Clinical, Histological, and Profibrotic Extracellular Matrix Protein Changes in a Model of Tradieal stenosis Induced by Cervical Tracheal Autotranspiantation

Background: Tracheal stenosis (TS) is a complication of prolonged intubation, tracheotomy, and tracheal surgery that compromises the vascular supply. Animal models are essential for studying its pathophysiology and the effect of interventions. Objective: To establish a TS model in rats secondary to tracheal autotransplantation with a graft submerged in bleomycin (Atx-Bleo).

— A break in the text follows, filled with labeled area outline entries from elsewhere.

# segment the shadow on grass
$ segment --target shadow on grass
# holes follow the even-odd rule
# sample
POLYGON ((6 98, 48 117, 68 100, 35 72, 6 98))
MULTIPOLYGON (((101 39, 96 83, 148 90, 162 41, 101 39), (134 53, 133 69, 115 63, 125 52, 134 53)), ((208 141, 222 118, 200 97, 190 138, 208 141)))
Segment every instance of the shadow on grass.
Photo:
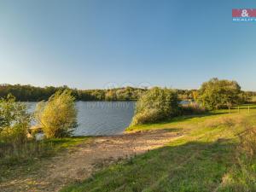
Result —
POLYGON ((225 139, 166 146, 103 169, 61 191, 214 191, 234 161, 225 139))

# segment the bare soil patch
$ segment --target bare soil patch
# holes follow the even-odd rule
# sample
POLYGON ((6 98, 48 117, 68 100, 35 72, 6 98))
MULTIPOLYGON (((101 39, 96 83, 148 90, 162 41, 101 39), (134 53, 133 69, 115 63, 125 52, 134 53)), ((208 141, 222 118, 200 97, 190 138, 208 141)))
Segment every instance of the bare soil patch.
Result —
POLYGON ((3 182, 0 191, 58 191, 119 160, 162 147, 181 136, 180 132, 157 130, 96 137, 89 143, 43 160, 36 172, 3 182))

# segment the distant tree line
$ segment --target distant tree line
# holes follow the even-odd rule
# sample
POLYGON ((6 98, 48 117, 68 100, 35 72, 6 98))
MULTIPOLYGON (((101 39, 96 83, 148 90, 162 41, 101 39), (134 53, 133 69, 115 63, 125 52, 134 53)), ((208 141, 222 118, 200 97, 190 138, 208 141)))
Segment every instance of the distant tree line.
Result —
POLYGON ((0 84, 0 98, 9 94, 20 102, 39 102, 48 100, 57 91, 68 90, 77 101, 132 101, 137 100, 147 89, 125 87, 109 90, 77 90, 67 86, 35 87, 21 84, 0 84))
MULTIPOLYGON (((137 101, 147 90, 147 88, 123 87, 106 90, 78 90, 71 89, 67 85, 54 87, 36 87, 21 84, 0 84, 0 98, 6 97, 8 94, 13 95, 20 102, 40 102, 48 100, 58 90, 69 90, 77 101, 137 101)), ((197 100, 201 90, 176 90, 179 100, 197 100)), ((256 92, 241 91, 239 89, 236 101, 239 103, 256 102, 256 92)))

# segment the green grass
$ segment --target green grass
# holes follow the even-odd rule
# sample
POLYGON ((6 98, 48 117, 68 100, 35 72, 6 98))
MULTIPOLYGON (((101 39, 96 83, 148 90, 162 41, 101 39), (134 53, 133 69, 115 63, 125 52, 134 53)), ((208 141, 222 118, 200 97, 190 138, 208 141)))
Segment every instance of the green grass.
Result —
POLYGON ((236 190, 236 183, 226 186, 225 178, 236 176, 232 170, 236 162, 236 134, 245 121, 256 125, 256 110, 252 108, 248 113, 245 108, 240 113, 236 109, 227 112, 130 127, 128 131, 169 129, 184 135, 165 147, 110 166, 61 191, 252 191, 242 182, 244 186, 236 188, 241 190, 236 190))
POLYGON ((26 146, 13 152, 9 157, 0 159, 0 182, 27 175, 42 166, 44 160, 79 143, 87 143, 90 137, 45 139, 40 142, 28 142, 26 146))

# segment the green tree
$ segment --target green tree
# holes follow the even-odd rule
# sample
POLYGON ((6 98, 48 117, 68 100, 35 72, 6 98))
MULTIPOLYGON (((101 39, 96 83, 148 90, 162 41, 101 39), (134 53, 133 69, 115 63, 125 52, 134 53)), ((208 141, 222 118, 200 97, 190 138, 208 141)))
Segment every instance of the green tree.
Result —
POLYGON ((236 81, 212 79, 202 84, 197 101, 207 109, 219 109, 239 102, 241 87, 236 81))
POLYGON ((0 143, 23 143, 30 120, 26 104, 15 102, 10 94, 0 99, 0 143))
POLYGON ((77 126, 75 98, 71 90, 57 91, 48 102, 37 105, 35 118, 46 137, 70 136, 77 126))
POLYGON ((136 106, 131 125, 154 123, 177 116, 180 111, 177 91, 158 87, 148 90, 136 106))

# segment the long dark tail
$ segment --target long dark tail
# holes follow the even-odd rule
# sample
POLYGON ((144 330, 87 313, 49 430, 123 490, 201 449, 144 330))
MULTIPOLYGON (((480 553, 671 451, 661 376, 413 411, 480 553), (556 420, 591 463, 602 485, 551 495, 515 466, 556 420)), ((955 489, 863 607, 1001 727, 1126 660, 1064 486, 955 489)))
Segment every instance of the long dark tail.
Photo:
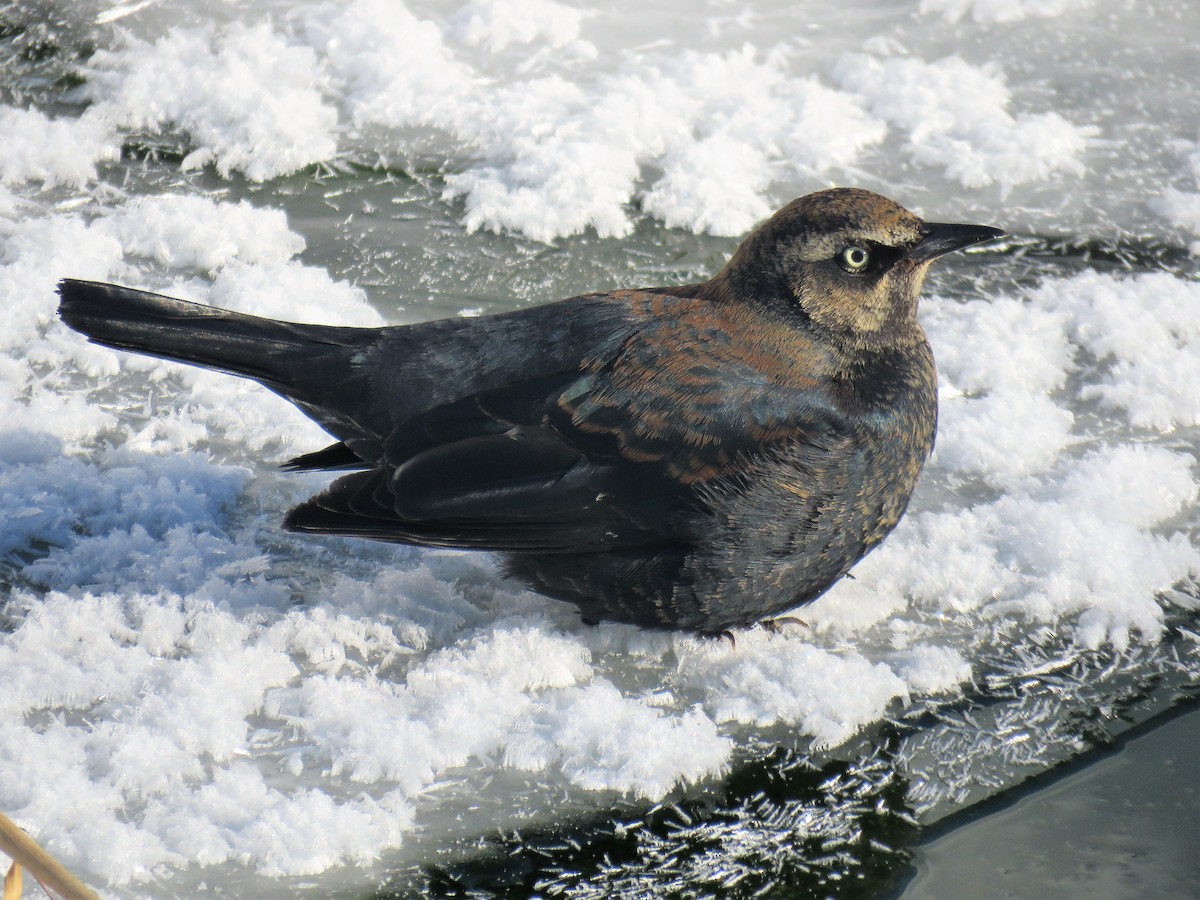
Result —
POLYGON ((346 377, 377 329, 300 325, 116 284, 59 282, 59 316, 92 342, 253 378, 301 402, 346 377))

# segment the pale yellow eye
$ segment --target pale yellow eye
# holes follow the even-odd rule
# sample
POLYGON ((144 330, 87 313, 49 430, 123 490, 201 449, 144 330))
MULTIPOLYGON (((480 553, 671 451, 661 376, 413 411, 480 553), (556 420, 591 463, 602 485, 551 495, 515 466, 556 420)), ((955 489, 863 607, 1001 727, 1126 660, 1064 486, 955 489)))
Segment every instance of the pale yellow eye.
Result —
POLYGON ((841 266, 847 272, 860 272, 871 262, 871 254, 862 247, 846 247, 841 251, 841 266))

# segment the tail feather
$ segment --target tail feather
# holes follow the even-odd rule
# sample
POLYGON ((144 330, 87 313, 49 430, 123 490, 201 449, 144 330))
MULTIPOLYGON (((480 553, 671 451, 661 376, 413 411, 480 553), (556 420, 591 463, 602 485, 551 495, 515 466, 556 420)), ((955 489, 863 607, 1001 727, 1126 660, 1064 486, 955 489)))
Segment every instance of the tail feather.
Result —
POLYGON ((371 329, 300 325, 116 284, 59 282, 59 316, 94 343, 252 378, 304 401, 371 329))

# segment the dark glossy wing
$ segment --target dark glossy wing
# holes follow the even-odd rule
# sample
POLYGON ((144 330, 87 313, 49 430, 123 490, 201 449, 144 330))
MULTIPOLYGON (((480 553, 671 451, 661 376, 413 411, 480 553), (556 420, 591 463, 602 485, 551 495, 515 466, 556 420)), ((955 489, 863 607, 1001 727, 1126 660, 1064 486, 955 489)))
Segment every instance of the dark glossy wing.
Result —
POLYGON ((830 364, 790 323, 625 300, 620 341, 412 416, 379 468, 340 479, 288 527, 511 552, 671 546, 692 539, 702 485, 730 490, 780 446, 811 444, 818 464, 841 428, 830 364))
POLYGON ((596 552, 672 542, 690 503, 644 466, 593 460, 550 430, 515 427, 341 478, 286 526, 438 547, 596 552))

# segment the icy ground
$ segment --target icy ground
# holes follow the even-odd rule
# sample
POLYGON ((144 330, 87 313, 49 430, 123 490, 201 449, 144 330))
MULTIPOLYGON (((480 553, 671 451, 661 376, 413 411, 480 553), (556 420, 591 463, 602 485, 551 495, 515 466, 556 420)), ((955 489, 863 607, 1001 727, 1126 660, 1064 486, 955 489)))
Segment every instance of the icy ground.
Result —
POLYGON ((832 890, 1190 691, 1198 40, 1135 0, 4 7, 0 810, 114 895, 832 890), (54 316, 64 276, 331 324, 682 283, 833 184, 1016 236, 930 281, 907 518, 736 647, 283 534, 316 426, 54 316))

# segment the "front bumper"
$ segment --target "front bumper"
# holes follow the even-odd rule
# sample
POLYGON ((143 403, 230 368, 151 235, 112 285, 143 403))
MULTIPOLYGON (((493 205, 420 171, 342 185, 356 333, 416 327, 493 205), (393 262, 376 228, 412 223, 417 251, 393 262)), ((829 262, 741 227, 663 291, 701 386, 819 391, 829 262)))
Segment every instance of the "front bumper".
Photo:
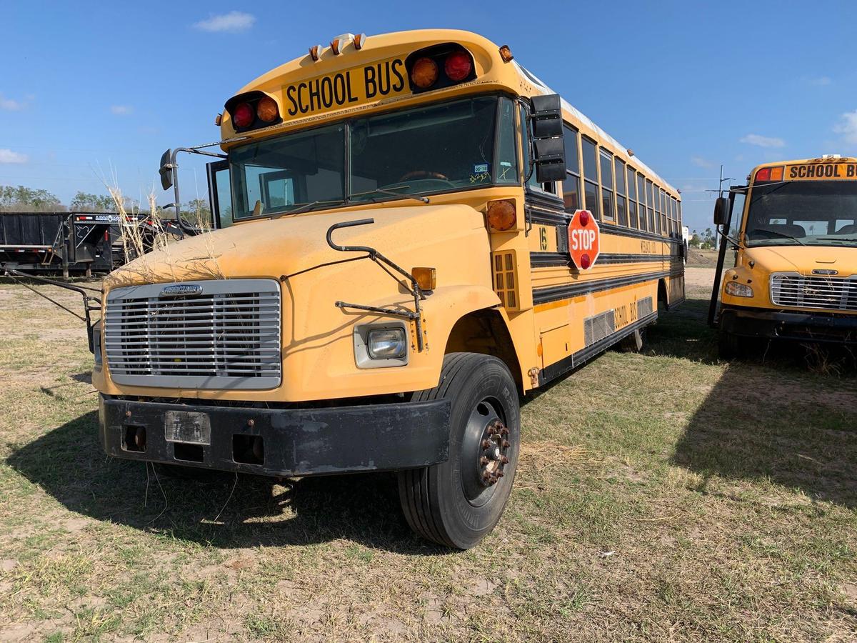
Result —
POLYGON ((411 469, 443 462, 449 452, 449 402, 444 400, 262 409, 99 395, 99 424, 108 455, 267 476, 411 469), (170 411, 206 413, 210 443, 167 441, 170 411))
POLYGON ((820 315, 723 306, 720 328, 745 337, 857 344, 857 315, 820 315))

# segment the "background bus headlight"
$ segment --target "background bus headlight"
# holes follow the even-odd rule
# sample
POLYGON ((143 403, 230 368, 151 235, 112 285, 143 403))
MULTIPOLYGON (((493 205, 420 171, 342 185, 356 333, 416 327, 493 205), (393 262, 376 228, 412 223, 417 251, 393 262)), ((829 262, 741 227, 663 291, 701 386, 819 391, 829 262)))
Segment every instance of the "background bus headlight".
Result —
POLYGON ((752 297, 752 288, 737 281, 726 282, 726 294, 733 297, 752 297))
POLYGON ((404 358, 408 346, 405 328, 375 328, 369 334, 369 351, 372 359, 404 358))

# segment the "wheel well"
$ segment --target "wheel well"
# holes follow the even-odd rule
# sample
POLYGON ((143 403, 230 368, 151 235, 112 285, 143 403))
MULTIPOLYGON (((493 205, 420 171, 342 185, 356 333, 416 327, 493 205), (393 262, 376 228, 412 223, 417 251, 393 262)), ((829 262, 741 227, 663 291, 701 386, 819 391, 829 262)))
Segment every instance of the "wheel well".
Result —
POLYGON ((660 308, 662 303, 664 308, 667 308, 669 305, 669 299, 667 297, 667 282, 664 279, 658 279, 657 307, 660 308))
POLYGON ((512 335, 497 310, 474 310, 456 322, 446 340, 444 354, 451 352, 493 355, 508 367, 518 389, 524 390, 521 367, 512 343, 512 335))

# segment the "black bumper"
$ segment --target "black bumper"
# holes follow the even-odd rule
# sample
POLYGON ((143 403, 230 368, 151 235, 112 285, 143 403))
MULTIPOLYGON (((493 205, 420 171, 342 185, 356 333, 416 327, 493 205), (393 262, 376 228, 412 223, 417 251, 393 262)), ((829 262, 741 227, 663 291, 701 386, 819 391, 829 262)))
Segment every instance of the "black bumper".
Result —
POLYGON ((724 306, 720 328, 745 337, 857 344, 857 315, 724 306))
POLYGON ((260 409, 99 396, 101 444, 117 458, 268 476, 411 469, 449 452, 449 402, 260 409), (168 411, 206 413, 210 443, 168 442, 168 411))

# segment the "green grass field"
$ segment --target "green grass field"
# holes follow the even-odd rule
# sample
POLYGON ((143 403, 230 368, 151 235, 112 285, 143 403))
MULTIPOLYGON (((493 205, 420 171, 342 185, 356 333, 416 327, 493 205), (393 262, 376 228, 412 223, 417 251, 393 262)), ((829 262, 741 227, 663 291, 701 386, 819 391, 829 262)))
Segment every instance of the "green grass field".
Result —
POLYGON ((719 363, 689 295, 525 404, 509 506, 461 553, 390 475, 107 459, 82 325, 0 285, 0 640, 854 640, 854 367, 719 363))

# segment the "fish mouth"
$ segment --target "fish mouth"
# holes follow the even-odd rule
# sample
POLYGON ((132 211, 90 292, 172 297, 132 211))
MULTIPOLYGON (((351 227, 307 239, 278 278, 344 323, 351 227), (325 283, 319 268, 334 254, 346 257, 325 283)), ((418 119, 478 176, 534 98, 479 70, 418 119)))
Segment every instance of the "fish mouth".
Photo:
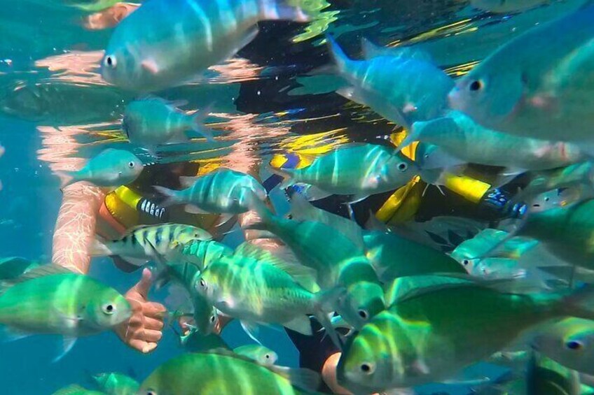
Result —
POLYGON ((462 91, 457 86, 452 88, 450 93, 448 94, 448 103, 454 110, 463 110, 464 106, 462 104, 462 91))

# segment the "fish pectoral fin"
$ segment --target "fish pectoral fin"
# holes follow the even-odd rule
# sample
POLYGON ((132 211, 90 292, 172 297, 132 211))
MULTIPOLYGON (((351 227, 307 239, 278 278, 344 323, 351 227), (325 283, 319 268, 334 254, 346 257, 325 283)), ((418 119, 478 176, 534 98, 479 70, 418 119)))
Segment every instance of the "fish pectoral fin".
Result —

Additionally, to evaluate the clinical and histological changes, as well as the expression of newly formed collagen (NFC), isoforms of transforming growth factor beta (TGF beta), fibronectin (FN), elastin (ELN), integrin beta 1 (ITG beta 1), and matrix metalloproteinase 1 (MMP1) in TS. Methods: Twenty Wistar rats were divided into three groups: group I (n = 20) control; group II (n = 10) end-to-end anastomosis of the trachea (tracheoplasty); and group III (n = 10) Atx-Bleo. The animals were evaluated clinically, tomographically, macroscopically, morphometrically, and microscopically. NFC deposition, and the expression of profibrotic and antifibrotic proteins were evaluated in tracheal scars. Results: All animals survived the surgical procedure and the study period. Compared with the other study groups, the Atx-Bleo group developed TS and fibrosis, exhibited higher expression of NFC, TGF beta 1, TGF beta 2, FN, ELN, and ITG beta 1, and mild expression of TGF beta 3 and MMP1 (p < 0.005; analysis of variance, Dunnett and Tukey tests). Conclusion: Atx-Bleo in TS model rats produces tomographic and histological changes, and induces the upregulation of profibrotic proteins (TGF beta 1, TGF beta 2, collagen, FN, ELN, ITG beta 1) and downregulation of antifibrotic proteins (TGF beta 3, MMP1). Therefore, this model may be used to test new pharmacological treatments for reversing or preventing TS, and conduct basic studies regarding its pathophysiology.